Les avis prévus par les articles R.743-3 et R. 743-4 du code de l’entrée et du séjour des étrangers et du droit d’asile ayant été donnés par le greffier ;
Vu la requête reçue au greffe le 04 Février 2026 à 15h16 enregistrée sous le numéro N° RG 26/00569 – N° Portalis DBX2-W-B7K-LMVJ présentée par :
Monsieur [E] [T]
né le 19 Novembre 1994 à [Localité 2]
de nationalité Albanaise
Vu le placement en rétention de l’intéressé depuis le 24 janvier 2026 ;
Vu l’ordonnance de prolongation de rétention administrative en date du 28 janvier 2026 du magistrat du siège du tribunal judiciaire de NIMES ;
Attendu que Monsieur le Préfet, régulièrement avisé, est représenté par Monsieur [D] [U], fonctionnaire administratif assermenté ;
Attendu que la personne concernée par la requête est assistée de Me Philippa DEBUREAU, avocat commis d’office, désigné par Monsieur le Bâtonnier du Barreau de NÎMES, qui a pris connaissance de la procédure et s’est entretenu librement avec son client ;
Attendu qu’en application de l’article L.141-2 du code de l’entrée et du séjour des étrangers et du droit d’asile la personne étrangère présentée a déclaré au début de la procédure comprendre et savoir lire la langue française et a donc été entendue en cette langue ;
DEROULEMENT DES DEBATS
Me Philippa DEBUREAU est entendue au soutien de la requête de remise en liberté :
je reprend les termes de la requête ; il a une OQTF le 16/01/2026, un recours auprès du tribunal administratif de Toulon a été déposé, il a été placé au CRA après son recours. Un vol a été programmé pour le 07/02/2026 pour l’exécution de la mesure d’éloignemnt ; Or, le tribunal administratif ne s’est pas encore prononcé sur le recours. Le préfet devait informer le tribunal administratif du placement au CRA pour que le tribunal statue en procédure d’urgence et cela n’a pas été fait ;
* * *
Le représentant de la Préfecture :
il a une convocation le 09/02/2026 devant le tribunal administratif, il est en rétention, et un vol a été prévu.
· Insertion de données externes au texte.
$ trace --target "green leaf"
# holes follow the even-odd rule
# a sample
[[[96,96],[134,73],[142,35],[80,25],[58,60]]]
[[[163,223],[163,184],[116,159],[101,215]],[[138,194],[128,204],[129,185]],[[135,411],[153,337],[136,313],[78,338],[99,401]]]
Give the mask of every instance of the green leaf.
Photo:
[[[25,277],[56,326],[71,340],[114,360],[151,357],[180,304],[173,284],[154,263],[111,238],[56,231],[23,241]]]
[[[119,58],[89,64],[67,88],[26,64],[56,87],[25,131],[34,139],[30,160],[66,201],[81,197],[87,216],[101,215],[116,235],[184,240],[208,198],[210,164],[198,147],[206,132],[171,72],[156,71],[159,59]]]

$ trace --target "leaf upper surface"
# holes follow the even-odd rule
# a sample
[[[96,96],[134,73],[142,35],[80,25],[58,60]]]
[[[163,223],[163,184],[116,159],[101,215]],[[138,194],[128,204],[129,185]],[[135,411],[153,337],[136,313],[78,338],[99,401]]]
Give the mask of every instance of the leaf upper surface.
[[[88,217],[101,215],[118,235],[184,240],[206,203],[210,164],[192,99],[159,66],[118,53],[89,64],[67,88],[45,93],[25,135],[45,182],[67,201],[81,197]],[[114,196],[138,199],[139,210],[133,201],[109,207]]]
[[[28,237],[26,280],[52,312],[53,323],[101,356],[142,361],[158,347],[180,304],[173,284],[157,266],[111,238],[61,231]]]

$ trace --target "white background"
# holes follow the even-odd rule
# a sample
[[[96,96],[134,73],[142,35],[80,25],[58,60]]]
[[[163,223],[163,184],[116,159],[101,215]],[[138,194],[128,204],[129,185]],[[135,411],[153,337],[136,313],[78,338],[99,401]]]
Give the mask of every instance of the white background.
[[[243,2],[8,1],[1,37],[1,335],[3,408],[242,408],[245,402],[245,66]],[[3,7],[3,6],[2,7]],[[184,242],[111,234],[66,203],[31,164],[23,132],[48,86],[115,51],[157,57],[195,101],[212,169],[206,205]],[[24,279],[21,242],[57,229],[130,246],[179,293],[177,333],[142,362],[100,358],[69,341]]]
La décision du tribunal administratif n’influera que sur l’éloignement, n’a pas d’effet suspensif de la rétention, demande le maintien de la mesure de rolongation de la rétention administrative de Monsieur [E] [T], il sera accompagné au tribunal administratif pour l’examen de son recours ;
La personne étrangère déclare : Je n’ai rien à ajouter;
MOTIFS DE LA DECISION
Attendu que Monsieur [T] [E] est placé en rétention depuis le 24 janvier 2026, date de notification de l’arrêté de placement en rétention du 16 janvier 2026 pour l’exécution d’un arrêté portant obligation de quitter le territoire français en date du 15 janvier 2026 et notifié le 16 janvier 2026 ;
Attendu qu’en application des articles L911-1 et L921-4 du CESEDA, lorsque l’étranger qui a fait un recours contre une mesure d’éloignement est placé en rétention administrative, le tribunal administratif statue dans un délai réduit de 144 heures à compter de la date à laquelle cette décision lui a été notifiée par l’autorité administrative ;
qu’en application de l’article L741-3 du même code la personne étrangère ne peut être placée ou maintenue en rétention que pour le temps strictement nécessaire à son départ et l’administration exerce toute diligence à cet effet ; que l’information du tribunal administratif de l’existence d’un recours constitue une diligence de la part de l’administration ;
qu’enfin, l’éloignement effectif de l’étranger faisant l’objet d’une décision portant obligation de quitter le territoire français ne peut intervenir avant l’expiration du délai ouvert pour contester, devant le tribunal administratif, cette décision ni avant que ce tribunal ait statué sur le recours dont il a été saisi ;
qu’en l’espèce, Monsieur [T] [E] justifie avoir fait un recours contre l’arrêté portant obligation de quitter le territoire français en date du 15 janvier 2026 notifié le 16 janvier 2026 ; que ce recours a été enregistré le 23 janvier 2026 par le tribunal administratif de TOULON et sera examiné le 9 février 2026 ; que l’administration ne justifie d’aucune démarche visant à informer le tribunal administratif du placement en rétention de l’intéressé ;
qu’il y a lieu de considérer que le défaut de notification par l’administration du placement en rétention de l’intéressé constitue un élément nouveau permettant de statuer sur la requête en demande de mise en liberté ; que le défaut de diligence de l’administration a porté grief à l’intéressé en ce que l’administration a tenté de mettre à exécution la mesure d’éloignement avant la décision du tribunal administratif et entrainé un allongement de la durée de la mesure de rétention au vu de l’absence d’examen du recours de l’intéressé selon la procédure accélérée prévue par les textes ;
qu’ainsi, considérant l’irrégularité de la procédure, il sera fait droit à la requête et ordonné la remise en liberté de l’étranger ;
PAR CES MOTIFS
FAISONS droit à la requête ;
CONSTATONS l’irrégularité de la procédure
ORDONNONS la mise en liberté immédiate de Monsieur [E] [T]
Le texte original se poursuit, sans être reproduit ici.